TinyFish
by Tiny Fish, Inc.
Enterprise web agent infrastructure that runs web workflows at scale
Last reviewed 2026-06-19
TinyFish is an enterprise web agent infrastructure company. Its agents navigate websites, extract structured data, and execute multi-step workflows across thousands of platforms at once, mapped to business outcomes like competitor price monitoring, inventory aggregation, and real-time market intelligence. The company emphasizes reliability, security, and compliance for large enterprises, and runs in production at Fortune 500 brands across hospitality, transportation, and e-commerce. TinyFish also maintains AgentQL, a developer-facing suite that connects LLMs and agents to the live web using an AI-powered, natural-language query language instead of brittle XPath or CSS selectors. AgentQL self-heals as page layouts change, works on authenticated and JavaScript-rendered pages, and ships as Python and JavaScript SDKs, a REST API, a browser debugger, and an MCP server. TinyFish launched publicly in August 2025 with a $47M Series A led by ICONIQ.
What it can do
Run enterprise web workflows at scale
SupervisedDeploys web agents that navigate sites, extract data, and trigger downstream processes across thousands of platforms simultaneously, mapped to defined business outcomes.
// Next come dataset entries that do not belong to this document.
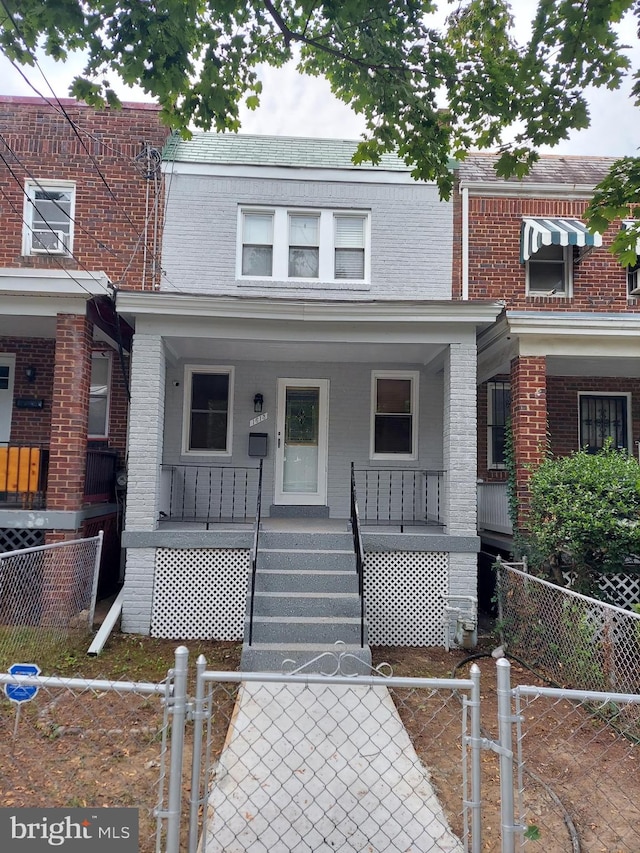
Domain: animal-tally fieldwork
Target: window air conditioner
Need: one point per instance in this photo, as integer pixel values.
(48, 242)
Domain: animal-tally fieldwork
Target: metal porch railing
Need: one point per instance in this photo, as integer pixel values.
(210, 493)
(400, 496)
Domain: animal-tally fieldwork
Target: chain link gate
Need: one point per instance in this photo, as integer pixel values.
(306, 762)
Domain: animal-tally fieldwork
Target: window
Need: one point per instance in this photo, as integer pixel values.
(208, 410)
(297, 244)
(603, 416)
(48, 217)
(99, 395)
(549, 271)
(394, 429)
(498, 415)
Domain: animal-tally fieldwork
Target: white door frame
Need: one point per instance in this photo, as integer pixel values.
(319, 497)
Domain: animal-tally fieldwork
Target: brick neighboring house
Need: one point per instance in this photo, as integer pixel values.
(305, 317)
(80, 201)
(562, 359)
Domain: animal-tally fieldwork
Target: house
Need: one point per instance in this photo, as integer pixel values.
(79, 193)
(562, 361)
(305, 326)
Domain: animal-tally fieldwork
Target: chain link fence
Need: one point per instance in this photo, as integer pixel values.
(74, 743)
(46, 594)
(573, 640)
(314, 763)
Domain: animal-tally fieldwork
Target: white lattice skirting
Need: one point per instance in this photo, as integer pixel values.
(405, 593)
(200, 594)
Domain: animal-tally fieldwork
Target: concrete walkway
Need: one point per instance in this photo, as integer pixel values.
(321, 768)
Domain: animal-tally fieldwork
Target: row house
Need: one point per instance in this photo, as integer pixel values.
(80, 194)
(561, 362)
(303, 356)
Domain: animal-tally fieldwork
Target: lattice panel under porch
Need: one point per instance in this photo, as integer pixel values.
(405, 594)
(200, 593)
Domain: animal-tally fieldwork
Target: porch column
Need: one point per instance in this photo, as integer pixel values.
(528, 423)
(145, 446)
(460, 440)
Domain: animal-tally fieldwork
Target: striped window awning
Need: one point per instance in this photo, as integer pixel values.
(555, 232)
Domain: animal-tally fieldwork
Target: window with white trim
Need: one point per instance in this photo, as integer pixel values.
(208, 410)
(48, 218)
(498, 414)
(394, 414)
(298, 244)
(550, 271)
(602, 417)
(99, 395)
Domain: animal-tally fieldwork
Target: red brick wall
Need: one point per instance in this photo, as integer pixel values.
(108, 219)
(495, 271)
(69, 413)
(528, 421)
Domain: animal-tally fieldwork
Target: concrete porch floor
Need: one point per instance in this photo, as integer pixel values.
(312, 767)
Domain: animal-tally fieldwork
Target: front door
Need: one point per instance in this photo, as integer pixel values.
(301, 441)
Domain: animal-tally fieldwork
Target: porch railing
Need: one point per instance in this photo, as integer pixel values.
(100, 477)
(493, 508)
(254, 552)
(208, 494)
(400, 496)
(359, 549)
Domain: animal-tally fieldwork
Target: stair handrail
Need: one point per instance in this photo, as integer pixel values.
(254, 552)
(358, 548)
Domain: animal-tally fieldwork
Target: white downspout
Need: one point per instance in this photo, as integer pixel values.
(465, 242)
sourceExtract structured data with natural-language queries (AgentQL)
AssistantDevelopers describe wanted data in plain English; AgentQL uses AI-powered DOM analysis to return structured results, working on public, authenticated, and JS-rendered pages.
sourceSelf-heal selectors across site changes
SupervisedNatural-language selectors adapt automatically as page structure changes and can be reused across structurally similar sites, replacing brittle XPath and CSS selectors.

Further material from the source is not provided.